EU’s Proposed Russian Oil Ban
The EU’s potential ban on Russian oil imports, discussed by ambassadors on May 4, 2022, adds complexity. Russia supplied 30% of the EU’s crude and 15% of its petroleum products in 2021, per EU data. The proposed phased embargo, set to reduce 90% of imports over six to eight months, with exemptions for Hungary and Slovakia, could remove 2–3 million bpd from global markets, per Reuters estimates. “With an EU ban on Russian oil imports growing likelier… tightening supply conditions should keep oil prices well supported,” said Exinity Group’s Han Tan. However, Russia’s ability to redirect exports to India and China has mitigated some losses, with 2022 exports holding at 7.7 million bpd, according to the IEA.
Production Challenges Within OPEC+
OPEC+ faces internal constraints, with members like Libya struggling to meet quotas. Libya’s output dropped by 600,000 bpd in April 2022 due to political unrest shutting down key terminals, per Oil Minister Mohammed Aoun. “OPEC+ members are continuing to struggle to meet even the modest output increase,” noted Mirabaud’s John Plassard.
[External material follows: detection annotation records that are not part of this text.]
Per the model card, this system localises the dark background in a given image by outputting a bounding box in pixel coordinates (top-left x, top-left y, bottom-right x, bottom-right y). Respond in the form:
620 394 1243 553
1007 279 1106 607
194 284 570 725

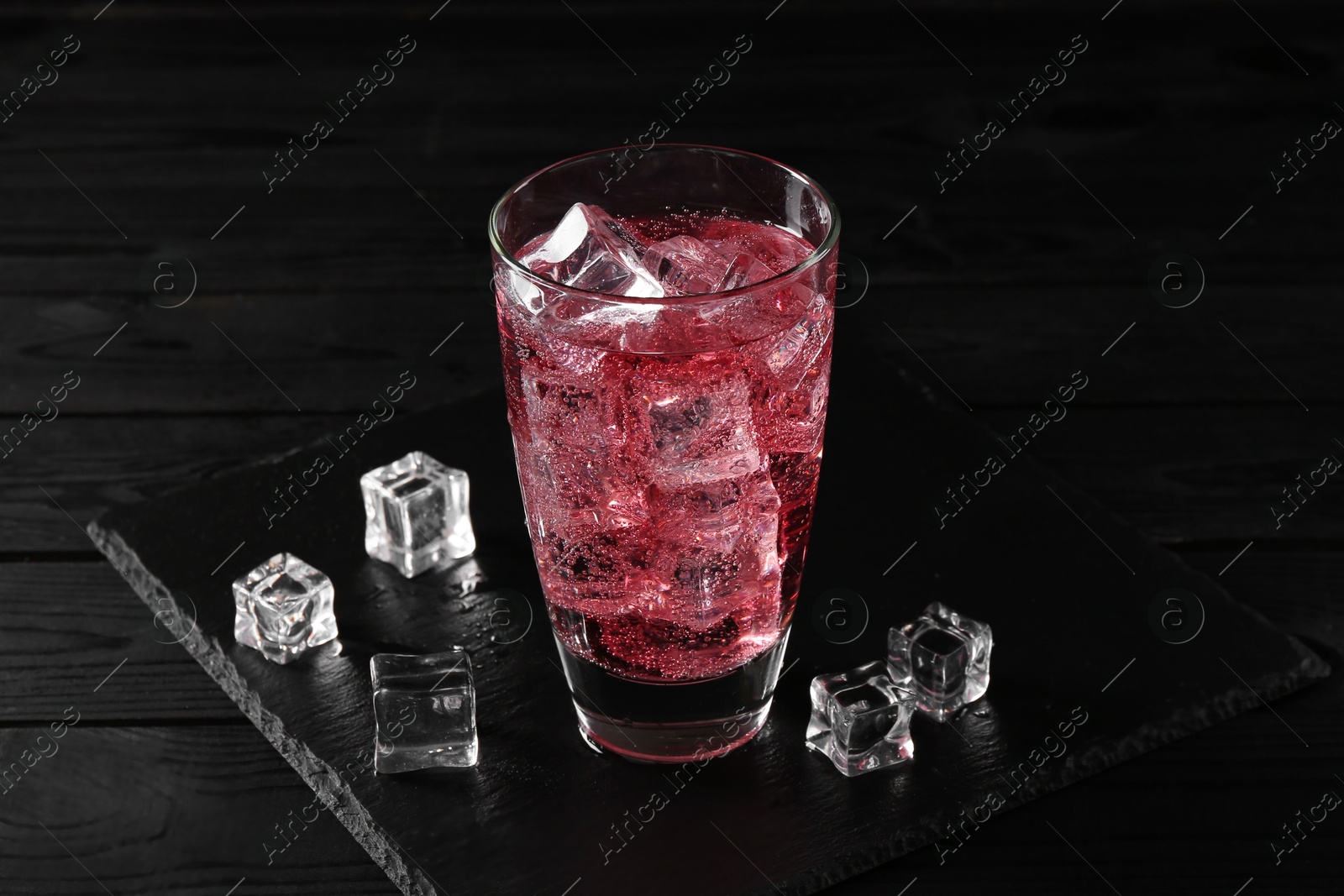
0 0 1344 896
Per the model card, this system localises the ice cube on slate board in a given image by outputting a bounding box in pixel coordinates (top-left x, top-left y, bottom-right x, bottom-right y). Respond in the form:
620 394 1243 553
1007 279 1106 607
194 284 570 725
234 553 336 665
368 647 477 773
808 663 916 778
359 451 475 579
887 600 995 721
517 203 663 298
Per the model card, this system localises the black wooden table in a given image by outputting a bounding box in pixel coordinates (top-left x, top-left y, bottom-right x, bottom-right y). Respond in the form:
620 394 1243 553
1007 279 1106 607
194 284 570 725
0 0 1344 896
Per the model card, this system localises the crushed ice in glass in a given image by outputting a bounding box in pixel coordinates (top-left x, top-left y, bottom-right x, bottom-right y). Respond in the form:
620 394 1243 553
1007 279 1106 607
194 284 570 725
234 553 336 665
519 203 797 298
887 600 995 721
643 235 774 296
368 647 477 775
519 203 663 298
808 663 916 778
359 451 475 579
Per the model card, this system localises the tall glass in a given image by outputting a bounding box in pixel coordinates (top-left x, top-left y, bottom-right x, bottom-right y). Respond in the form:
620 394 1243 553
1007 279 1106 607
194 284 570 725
489 145 840 762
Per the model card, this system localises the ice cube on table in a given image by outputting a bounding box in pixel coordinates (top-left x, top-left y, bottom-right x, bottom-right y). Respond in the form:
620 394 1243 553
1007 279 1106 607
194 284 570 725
643 235 774 296
368 647 479 773
359 451 475 579
887 600 995 721
806 661 916 778
517 203 664 298
234 553 336 665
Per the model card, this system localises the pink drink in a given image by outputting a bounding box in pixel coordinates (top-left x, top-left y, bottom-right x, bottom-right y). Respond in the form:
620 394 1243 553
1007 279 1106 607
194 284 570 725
489 145 840 762
500 215 835 681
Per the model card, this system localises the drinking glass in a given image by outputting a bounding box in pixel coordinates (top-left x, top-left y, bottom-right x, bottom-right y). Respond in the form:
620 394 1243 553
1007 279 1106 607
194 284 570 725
489 144 840 762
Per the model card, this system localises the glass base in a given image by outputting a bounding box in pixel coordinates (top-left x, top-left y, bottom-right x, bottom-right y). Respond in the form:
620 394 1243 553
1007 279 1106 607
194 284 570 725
555 632 789 763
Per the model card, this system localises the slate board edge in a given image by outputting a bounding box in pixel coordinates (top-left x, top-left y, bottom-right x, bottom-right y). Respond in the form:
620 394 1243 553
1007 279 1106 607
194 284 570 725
86 521 430 896
87 510 1331 896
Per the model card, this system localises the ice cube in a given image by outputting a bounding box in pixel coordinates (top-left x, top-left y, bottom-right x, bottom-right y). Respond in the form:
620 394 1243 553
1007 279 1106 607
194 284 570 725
717 253 774 291
359 451 475 579
806 663 916 777
522 369 621 448
519 203 663 298
704 219 811 274
634 369 762 488
887 600 995 721
368 647 477 773
234 553 336 665
643 471 780 628
643 235 774 296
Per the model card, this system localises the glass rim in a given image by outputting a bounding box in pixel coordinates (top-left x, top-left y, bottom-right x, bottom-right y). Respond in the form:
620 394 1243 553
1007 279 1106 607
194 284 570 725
486 144 840 307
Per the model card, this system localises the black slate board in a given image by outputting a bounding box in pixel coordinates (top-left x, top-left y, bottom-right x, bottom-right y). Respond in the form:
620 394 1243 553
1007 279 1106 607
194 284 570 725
89 338 1329 896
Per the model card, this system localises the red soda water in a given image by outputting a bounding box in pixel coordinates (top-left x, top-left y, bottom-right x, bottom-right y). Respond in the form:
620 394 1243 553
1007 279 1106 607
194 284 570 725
497 213 835 686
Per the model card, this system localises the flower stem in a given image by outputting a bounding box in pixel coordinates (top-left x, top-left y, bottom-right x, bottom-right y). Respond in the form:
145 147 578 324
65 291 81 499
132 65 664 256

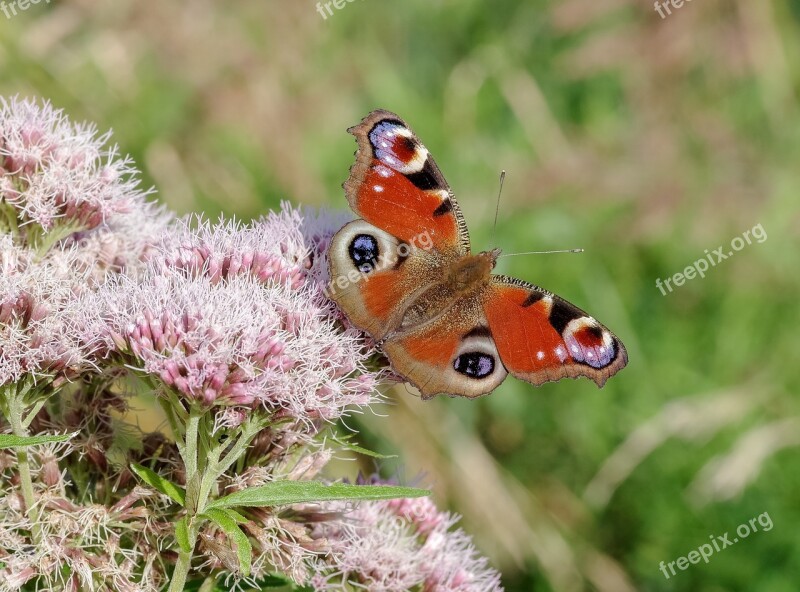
168 549 194 592
0 386 42 545
169 404 205 592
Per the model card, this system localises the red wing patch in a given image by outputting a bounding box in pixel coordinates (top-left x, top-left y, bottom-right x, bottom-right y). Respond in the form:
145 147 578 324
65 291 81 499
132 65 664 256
483 276 628 386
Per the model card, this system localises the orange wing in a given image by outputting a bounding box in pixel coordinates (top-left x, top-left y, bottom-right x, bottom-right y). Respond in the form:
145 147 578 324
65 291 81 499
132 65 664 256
344 110 469 254
482 275 628 386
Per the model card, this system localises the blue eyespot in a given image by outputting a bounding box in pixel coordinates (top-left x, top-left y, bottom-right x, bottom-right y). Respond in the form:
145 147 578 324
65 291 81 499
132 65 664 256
348 234 379 273
453 352 494 378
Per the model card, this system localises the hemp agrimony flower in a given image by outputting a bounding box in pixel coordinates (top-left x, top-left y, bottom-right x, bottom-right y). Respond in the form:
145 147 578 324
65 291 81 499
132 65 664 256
0 98 502 592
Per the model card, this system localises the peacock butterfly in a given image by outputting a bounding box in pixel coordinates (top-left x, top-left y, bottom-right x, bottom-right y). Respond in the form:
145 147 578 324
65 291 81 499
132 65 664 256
328 110 628 399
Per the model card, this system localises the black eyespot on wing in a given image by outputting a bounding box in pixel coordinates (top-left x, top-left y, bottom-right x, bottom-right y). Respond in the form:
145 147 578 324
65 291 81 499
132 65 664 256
453 352 494 379
433 197 453 216
522 292 544 308
406 158 444 191
347 234 380 273
549 298 586 335
584 325 603 339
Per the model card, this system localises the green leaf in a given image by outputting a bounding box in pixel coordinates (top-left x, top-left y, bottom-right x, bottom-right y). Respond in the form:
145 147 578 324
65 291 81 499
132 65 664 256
175 516 192 553
202 508 253 577
0 432 78 449
206 481 430 508
131 463 186 506
343 442 397 459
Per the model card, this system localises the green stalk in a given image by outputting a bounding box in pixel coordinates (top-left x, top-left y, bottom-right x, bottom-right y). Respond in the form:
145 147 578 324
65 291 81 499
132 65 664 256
2 386 42 545
168 403 205 592
168 544 194 592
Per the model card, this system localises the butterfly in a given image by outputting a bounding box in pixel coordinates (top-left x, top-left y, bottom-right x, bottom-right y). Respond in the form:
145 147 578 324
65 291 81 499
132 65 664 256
327 110 628 399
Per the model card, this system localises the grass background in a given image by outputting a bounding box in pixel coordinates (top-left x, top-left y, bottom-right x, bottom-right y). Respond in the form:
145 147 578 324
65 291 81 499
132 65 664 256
0 0 800 592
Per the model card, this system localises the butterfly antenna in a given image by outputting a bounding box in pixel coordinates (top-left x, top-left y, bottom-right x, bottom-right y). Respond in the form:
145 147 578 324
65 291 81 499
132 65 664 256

Spare capacity is limited, with Saudi Arabia and the UAE holding less than 2 million bpd combined, per SEB Bank. This scarcity, coupled with Russia’s potential supply cuts, limits OPEC+’s ability to offset disruptions, reinforcing expectations of steady, not accelerated, production hikes.
Broader Economic and Geopolitical Context
The global economic slowdown, with the IMF slashing 2022 growth forecasts due to Ukraine-related inflation, adds pressure on oil markets. Brent crude, which hit $139 in March 2022 post-invasion, fell to $87 by December amid demand concerns but rebounded to $74.64 by late 2024, per Reuters. “The market remains tense,” Plassard observed, with OPEC+ balancing geopolitical risks and economic uncertainty. As of August 2025, posts on X suggest OPEC+ is cautiously raising output by 400,000 bpd, falling short of its 2.2 million bpd rollback plan, signaling supply tightness. The alliance’s strategy to maintain stability without flooding the market reflects a delicate balance, with oil prices likely to remain volatile as sanctions and demand fears persist.